Index Sumut – Kebijakan suku bunga Bank Indonesia terus diarahkan secara forward looking dan pre-emptive untuk mencapai sasaran inflasi yang ditetapkan pemerintah, yaitu 2,5±1% pada 2024 dan 2025.
Kebijakan tersebut tertuang dalam Laporan Perekonomian Indonesia (LPI) 2023 yang diluncurkan Gubernur BI, Perry Warjiyo, Rabu (31/1) lalu.
“Risiko utama tekanan inflasi pada 2024 sebagian besar berasal dari gejolak global, yaitu dampak pelemahan Rupiah serta tingginya harga energi dan pangan dunia terhadap harga barang-barang impor (imported inflation) dan harga pangan bergejolak (volatile food),” sebut Perry Warjiyo.
Sementara inflasi inti (core inflation) diprakirakan masih terkendali sejalan dengan kenaikan permintaan agregat yang masih di bawah kapasitas output potensial.
“Tekanan inflasi inti kemungkinan akan muncul sejak awal tahun 2025 dengan prakiraan akan semakin kuatnya kenaikan permintaan domestik pascaperalihan pemerintahan baru di Indonesia,” ujarnya lagi.
Sejalan dengan itu, lanjutnya, suku bunga BI Rate sebesar 6,00% akan dipertahankan untuk memastikan tetap terkendalinya inflasi pada sasaran 2,5±1% pada 2024 dan 2025.
“Ke depan, Bank Indonesia akan secara konsisten melakukan kalibrasi respons kebijakan suku bunga moneter secara terukur (well-calibrated), terencana secara matang (well-planned), dan komunikasi secara transparan (well-communicated) untuk memastikan tercapainya sasaran inflasi tersebut,” katanya.
Respons dimaksud didasarkan pada asesmen dinamika perkembangan, prospek dan risiko dari perekonomian global dan perekonomian domestik yang dapat menimbulkan tekanan inflasi dari waktu ke waktu (data dependence).
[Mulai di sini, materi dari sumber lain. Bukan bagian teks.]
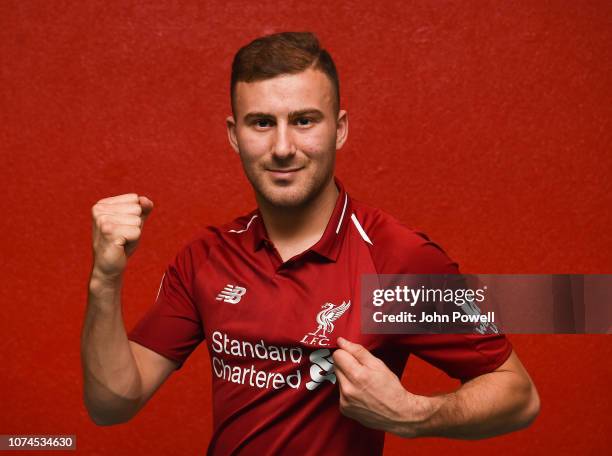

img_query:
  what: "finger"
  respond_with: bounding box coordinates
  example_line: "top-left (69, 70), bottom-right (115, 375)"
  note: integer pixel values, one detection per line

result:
top-left (98, 214), bottom-right (142, 226)
top-left (138, 196), bottom-right (153, 220)
top-left (98, 193), bottom-right (138, 204)
top-left (337, 337), bottom-right (380, 367)
top-left (334, 365), bottom-right (351, 386)
top-left (333, 348), bottom-right (364, 383)
top-left (96, 203), bottom-right (142, 216)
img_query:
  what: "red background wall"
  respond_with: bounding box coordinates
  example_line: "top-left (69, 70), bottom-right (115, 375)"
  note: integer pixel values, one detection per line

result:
top-left (0, 0), bottom-right (612, 455)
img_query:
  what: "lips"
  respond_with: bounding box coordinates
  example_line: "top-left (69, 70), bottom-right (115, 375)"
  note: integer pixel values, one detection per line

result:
top-left (268, 168), bottom-right (302, 174)
top-left (266, 168), bottom-right (304, 180)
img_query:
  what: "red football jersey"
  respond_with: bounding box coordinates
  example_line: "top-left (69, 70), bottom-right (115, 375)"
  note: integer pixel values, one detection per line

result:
top-left (128, 178), bottom-right (512, 455)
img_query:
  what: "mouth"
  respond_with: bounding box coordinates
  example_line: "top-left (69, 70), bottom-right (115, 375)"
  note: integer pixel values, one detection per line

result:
top-left (266, 167), bottom-right (304, 178)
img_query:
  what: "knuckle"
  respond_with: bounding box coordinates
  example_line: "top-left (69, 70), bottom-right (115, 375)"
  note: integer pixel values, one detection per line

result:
top-left (100, 222), bottom-right (115, 234)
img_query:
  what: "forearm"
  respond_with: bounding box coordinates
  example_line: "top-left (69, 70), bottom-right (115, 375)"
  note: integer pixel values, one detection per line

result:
top-left (411, 371), bottom-right (539, 439)
top-left (81, 270), bottom-right (142, 425)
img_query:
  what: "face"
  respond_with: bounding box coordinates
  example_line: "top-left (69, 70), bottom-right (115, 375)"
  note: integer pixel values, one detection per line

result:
top-left (226, 69), bottom-right (348, 208)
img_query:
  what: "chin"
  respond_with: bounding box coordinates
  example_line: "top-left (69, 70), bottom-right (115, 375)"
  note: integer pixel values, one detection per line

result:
top-left (260, 187), bottom-right (310, 209)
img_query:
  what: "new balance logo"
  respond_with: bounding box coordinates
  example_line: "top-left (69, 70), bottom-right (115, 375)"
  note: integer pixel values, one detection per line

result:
top-left (216, 283), bottom-right (246, 304)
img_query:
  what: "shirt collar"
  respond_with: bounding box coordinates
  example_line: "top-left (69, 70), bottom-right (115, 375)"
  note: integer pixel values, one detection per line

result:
top-left (252, 176), bottom-right (351, 261)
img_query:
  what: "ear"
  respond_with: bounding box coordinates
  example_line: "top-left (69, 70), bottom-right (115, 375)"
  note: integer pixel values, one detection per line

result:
top-left (225, 116), bottom-right (240, 154)
top-left (336, 109), bottom-right (348, 150)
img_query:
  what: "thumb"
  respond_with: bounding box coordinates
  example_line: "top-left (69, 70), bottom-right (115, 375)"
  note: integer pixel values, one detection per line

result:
top-left (337, 337), bottom-right (378, 367)
top-left (138, 196), bottom-right (153, 221)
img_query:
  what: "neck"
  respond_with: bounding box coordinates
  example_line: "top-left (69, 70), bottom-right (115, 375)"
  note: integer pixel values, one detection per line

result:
top-left (256, 178), bottom-right (339, 250)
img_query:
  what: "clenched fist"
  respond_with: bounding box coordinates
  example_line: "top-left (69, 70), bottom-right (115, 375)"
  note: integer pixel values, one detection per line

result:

Koordinasi dengan Pemerintah (Pusat dan Daerah) melalui Tim Pengendalian Inflasi Pusat dan Daerah (TPIP dan TPID) terus diperkuat dalam pengendalian inflasi harga pangan secara nasional dan di berbagai daerah melalui Gerakan Nasional Pengendalian Inflasi Pangan (GNPIP) dengan mengerahkan seluruh 46 kantor perwakilan Bank Indonesia,” pungkasnya. (R)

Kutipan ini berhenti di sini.